We, and many others comment frequently about the design parameters required for a lively city. Density is a factor, but if we shorten ourselves on the design side, we will just get ugly density. We need to incorporate landscaping (lots of the soft variety, to hide the hardscape), a sense of enclosure while still being outside ("outdoor rooms" set apart form the large open "plaza space", tree shaded streets, smaller (intimate) spaces, human scale, unique settings where people can just hang out and watch the happenings.
We think about the "5 Points Plaza" space. What if this were designed so that several smaller spaces could be delineated (ideally with shade trees and shrubs), yet could operate as an open space when an event was scheduled (Reading Festival, Art Show). People living in the downtown condos could have an easily accessible, lively outdoor space.
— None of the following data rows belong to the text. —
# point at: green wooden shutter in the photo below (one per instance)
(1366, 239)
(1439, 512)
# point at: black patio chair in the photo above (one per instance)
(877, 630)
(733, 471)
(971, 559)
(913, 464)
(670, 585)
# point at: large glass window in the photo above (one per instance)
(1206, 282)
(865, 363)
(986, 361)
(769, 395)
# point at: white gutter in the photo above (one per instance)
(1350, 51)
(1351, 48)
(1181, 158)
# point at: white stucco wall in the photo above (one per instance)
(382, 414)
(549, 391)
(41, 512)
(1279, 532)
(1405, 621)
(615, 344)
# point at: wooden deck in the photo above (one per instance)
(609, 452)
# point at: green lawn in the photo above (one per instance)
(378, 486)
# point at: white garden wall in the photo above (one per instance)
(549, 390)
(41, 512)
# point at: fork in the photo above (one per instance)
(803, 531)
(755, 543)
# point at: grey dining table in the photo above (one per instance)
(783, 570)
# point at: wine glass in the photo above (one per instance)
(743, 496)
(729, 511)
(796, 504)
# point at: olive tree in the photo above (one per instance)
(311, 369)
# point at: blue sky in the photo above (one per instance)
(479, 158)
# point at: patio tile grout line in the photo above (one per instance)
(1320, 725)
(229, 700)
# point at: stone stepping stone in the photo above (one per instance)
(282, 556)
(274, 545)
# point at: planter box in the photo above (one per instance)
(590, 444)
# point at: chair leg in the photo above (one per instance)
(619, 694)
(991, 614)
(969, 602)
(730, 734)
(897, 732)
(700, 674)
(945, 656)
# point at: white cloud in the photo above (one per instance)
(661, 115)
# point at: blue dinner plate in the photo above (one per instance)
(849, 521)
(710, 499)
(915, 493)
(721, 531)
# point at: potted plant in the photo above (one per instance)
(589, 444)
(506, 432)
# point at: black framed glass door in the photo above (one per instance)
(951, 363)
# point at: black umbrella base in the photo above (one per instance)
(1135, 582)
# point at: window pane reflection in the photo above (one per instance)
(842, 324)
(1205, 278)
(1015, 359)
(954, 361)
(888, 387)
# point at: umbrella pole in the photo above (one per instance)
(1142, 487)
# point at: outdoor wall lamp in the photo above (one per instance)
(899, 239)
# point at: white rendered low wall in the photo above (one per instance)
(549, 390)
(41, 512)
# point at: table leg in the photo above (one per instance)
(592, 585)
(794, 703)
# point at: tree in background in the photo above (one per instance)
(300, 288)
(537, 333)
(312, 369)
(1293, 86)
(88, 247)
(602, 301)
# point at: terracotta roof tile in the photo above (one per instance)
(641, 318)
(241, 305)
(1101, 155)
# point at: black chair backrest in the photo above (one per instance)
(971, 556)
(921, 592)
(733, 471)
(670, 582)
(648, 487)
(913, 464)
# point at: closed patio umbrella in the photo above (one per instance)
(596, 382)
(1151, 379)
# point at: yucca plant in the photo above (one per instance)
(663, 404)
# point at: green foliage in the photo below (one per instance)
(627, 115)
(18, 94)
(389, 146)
Residents and visitors alike would be drawn to such a lively place. Street vendors might find enough customers to offer a hot or cold drink or something to eat. This could be a very special gathering space.
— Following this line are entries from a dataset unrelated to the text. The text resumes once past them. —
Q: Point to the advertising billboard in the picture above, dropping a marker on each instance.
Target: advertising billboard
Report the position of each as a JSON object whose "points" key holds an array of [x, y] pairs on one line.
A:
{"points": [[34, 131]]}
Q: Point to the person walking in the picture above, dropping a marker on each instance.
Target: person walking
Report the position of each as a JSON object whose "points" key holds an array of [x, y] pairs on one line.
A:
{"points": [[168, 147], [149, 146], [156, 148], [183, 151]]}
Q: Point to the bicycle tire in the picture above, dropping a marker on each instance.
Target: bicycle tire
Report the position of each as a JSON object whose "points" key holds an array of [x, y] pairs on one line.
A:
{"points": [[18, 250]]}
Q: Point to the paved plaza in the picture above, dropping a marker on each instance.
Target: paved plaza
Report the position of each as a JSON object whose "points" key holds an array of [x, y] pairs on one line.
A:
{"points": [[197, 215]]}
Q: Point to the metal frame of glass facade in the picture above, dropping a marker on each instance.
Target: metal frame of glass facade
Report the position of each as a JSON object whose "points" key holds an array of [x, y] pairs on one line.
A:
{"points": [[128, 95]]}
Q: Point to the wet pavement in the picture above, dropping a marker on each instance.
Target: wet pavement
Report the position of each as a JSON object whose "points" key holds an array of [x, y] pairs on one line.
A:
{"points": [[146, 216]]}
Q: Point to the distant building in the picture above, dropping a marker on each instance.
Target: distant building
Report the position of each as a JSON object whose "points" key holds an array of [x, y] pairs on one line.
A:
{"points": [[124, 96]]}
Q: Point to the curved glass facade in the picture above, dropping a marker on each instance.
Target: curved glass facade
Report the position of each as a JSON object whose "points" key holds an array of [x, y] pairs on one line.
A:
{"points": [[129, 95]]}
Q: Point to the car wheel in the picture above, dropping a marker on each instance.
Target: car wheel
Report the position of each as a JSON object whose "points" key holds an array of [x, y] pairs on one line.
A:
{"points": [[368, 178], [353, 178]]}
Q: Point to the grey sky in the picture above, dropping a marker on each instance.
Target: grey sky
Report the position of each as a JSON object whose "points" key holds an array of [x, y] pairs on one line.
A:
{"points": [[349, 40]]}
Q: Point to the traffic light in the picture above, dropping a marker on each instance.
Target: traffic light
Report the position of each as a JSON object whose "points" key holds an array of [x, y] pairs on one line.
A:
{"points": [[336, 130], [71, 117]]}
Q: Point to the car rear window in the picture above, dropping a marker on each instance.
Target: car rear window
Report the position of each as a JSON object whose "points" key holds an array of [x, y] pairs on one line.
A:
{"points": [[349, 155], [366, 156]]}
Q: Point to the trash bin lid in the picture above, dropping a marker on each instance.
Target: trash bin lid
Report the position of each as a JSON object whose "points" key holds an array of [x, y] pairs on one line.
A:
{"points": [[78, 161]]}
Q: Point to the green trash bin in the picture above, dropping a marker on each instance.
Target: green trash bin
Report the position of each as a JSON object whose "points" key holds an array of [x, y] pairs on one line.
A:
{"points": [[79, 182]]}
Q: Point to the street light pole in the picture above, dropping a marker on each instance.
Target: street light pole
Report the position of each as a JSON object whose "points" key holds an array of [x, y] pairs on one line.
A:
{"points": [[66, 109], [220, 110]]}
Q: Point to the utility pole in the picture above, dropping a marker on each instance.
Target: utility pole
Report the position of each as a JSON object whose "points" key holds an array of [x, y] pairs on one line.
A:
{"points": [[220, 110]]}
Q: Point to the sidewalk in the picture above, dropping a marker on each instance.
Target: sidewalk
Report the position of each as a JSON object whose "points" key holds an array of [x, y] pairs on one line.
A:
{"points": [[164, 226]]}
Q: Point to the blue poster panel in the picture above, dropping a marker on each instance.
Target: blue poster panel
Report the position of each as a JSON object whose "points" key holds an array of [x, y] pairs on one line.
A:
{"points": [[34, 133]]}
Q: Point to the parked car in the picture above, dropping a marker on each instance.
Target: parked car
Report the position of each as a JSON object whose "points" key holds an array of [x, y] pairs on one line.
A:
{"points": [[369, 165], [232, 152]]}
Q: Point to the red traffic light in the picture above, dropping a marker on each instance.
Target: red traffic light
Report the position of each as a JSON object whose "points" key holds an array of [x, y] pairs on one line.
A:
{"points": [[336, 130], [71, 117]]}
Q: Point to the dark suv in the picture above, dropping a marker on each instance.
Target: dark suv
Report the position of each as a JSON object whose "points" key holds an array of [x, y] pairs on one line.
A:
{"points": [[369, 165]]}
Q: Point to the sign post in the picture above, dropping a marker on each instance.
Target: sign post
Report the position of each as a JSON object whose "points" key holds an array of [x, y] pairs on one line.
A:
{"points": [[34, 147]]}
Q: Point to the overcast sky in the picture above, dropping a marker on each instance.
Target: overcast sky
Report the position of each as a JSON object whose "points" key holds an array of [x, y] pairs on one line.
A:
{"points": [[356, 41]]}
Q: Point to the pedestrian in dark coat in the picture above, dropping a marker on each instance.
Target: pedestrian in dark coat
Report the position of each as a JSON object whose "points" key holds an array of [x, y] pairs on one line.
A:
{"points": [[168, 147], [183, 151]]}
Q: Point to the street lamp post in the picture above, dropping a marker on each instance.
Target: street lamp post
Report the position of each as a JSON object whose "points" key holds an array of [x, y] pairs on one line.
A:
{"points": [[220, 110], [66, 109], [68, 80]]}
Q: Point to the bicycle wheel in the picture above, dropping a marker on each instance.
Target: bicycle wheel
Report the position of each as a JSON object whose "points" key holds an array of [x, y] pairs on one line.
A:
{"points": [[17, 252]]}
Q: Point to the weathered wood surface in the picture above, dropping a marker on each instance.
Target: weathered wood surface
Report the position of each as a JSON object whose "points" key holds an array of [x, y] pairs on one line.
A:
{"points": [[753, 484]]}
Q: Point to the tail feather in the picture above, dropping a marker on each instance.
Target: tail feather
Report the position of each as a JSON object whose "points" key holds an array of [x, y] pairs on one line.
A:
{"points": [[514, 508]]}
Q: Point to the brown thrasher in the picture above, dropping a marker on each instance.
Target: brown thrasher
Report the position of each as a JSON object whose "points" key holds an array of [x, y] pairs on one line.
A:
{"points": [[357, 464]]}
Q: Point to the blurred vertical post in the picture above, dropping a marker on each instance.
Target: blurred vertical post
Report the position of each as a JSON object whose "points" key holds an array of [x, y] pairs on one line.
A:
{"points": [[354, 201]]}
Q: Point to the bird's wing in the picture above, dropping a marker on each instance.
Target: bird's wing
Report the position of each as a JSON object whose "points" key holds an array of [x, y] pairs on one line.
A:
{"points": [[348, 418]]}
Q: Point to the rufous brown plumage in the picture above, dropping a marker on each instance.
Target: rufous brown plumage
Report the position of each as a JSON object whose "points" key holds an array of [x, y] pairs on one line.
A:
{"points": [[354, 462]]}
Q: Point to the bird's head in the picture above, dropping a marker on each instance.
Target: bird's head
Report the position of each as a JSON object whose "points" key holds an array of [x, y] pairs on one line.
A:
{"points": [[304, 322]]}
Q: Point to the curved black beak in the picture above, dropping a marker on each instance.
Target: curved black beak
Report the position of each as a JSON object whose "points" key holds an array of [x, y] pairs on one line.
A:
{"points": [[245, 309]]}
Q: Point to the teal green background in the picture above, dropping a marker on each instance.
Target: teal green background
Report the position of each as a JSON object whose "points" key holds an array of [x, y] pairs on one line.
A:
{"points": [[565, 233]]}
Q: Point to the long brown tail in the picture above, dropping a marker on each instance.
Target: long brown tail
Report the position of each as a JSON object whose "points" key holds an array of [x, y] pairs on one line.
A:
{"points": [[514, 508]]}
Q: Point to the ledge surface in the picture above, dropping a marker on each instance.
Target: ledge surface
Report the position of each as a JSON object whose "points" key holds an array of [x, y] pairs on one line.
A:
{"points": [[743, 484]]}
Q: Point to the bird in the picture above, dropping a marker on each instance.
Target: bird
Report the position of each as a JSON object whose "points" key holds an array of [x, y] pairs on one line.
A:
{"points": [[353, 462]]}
Over on Lemon, the wide open plaza space north of Mattison’s is always bare. Looks like the Boston photo from above - concrete, open, bare. When there is an event (Friday After 5, Farmer’s Market, etc) lots of people mill around. But the lack of shade, places to sit and an "enclosed space", keep it empty most of the time. This could also be a very lively place given a few amenities.
South on Lemon, at the intersection of Lemon and Pineapple intersection is a small "plaza" with a fountain and some nice benches. I have never seen anyone sitting in this place. Obviously it needs something else to act as a gathering space. For starters, some nice shade trees might tempt a few people to spend some time there.
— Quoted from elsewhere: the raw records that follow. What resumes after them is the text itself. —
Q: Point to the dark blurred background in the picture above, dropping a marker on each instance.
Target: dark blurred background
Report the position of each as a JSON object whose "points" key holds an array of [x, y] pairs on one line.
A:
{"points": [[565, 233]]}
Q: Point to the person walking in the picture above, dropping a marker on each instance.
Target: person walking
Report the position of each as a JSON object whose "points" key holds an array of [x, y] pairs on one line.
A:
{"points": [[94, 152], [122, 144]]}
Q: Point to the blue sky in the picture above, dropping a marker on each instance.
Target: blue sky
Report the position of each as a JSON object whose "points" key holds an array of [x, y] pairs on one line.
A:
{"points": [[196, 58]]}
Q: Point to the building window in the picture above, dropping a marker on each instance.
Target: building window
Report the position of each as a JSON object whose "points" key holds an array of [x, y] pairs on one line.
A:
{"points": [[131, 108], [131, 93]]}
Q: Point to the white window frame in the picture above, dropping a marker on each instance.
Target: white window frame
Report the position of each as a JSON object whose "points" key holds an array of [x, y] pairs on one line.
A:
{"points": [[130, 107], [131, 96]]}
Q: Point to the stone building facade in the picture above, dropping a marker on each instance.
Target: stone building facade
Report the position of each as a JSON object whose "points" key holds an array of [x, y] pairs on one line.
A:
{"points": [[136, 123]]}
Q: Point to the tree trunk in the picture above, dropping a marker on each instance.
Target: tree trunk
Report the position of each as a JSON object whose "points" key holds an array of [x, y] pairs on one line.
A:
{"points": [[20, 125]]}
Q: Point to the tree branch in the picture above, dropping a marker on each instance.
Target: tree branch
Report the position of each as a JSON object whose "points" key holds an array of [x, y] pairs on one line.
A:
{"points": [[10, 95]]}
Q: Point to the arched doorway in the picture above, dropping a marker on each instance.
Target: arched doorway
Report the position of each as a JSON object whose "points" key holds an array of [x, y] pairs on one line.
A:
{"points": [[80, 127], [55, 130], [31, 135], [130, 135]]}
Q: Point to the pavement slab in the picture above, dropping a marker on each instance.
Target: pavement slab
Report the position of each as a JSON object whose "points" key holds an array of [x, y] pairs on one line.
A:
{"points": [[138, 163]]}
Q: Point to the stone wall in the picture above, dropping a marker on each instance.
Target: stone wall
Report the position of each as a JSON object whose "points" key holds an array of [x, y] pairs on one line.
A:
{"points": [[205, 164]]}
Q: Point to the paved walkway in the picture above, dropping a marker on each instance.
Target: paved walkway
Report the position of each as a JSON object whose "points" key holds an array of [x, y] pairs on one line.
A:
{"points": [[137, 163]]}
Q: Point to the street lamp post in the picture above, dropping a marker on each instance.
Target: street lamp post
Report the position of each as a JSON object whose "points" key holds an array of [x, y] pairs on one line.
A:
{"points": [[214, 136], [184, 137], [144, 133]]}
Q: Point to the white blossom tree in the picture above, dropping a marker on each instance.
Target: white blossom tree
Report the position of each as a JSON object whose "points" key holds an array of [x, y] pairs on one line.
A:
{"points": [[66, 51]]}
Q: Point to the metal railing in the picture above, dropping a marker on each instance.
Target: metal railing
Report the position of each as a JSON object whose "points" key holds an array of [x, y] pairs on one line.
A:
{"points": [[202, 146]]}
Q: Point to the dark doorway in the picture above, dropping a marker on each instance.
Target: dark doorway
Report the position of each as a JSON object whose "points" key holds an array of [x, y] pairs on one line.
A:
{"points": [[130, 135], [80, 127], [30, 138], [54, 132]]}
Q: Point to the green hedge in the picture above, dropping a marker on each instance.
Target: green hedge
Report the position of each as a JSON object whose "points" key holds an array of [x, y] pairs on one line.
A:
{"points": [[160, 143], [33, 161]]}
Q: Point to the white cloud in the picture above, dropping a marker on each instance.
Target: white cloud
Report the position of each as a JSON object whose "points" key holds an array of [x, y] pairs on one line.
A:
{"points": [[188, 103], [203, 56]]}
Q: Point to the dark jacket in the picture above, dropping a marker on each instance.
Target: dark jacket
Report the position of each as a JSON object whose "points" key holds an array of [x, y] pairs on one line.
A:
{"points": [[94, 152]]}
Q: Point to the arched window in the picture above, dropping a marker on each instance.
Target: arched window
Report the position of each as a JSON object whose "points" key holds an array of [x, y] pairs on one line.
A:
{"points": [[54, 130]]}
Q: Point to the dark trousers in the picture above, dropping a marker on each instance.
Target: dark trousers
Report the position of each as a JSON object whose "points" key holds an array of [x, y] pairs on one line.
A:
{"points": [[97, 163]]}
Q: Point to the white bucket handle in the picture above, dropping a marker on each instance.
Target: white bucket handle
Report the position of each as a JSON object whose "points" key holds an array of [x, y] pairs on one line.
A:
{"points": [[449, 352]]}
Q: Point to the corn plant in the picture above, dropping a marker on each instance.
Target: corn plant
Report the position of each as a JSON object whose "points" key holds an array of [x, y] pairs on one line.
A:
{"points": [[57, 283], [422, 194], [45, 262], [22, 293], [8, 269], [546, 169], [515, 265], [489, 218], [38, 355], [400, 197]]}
Planning Liveable Communities has other insight:
A liveable neighborhood has more than a place to live and a place to work. It’s got another place - a third place, as CoolTown Studios explains, noting Ray Oldenburg's book on the topic – an appealing community gathering place, not for official events, but to hang out. That’s what Cheers was; that’s what the Central Perk coffee shop and the diner were in Seinfeld.
We could use a few "third places" in downtown Sarasota as well as in other parts of our town.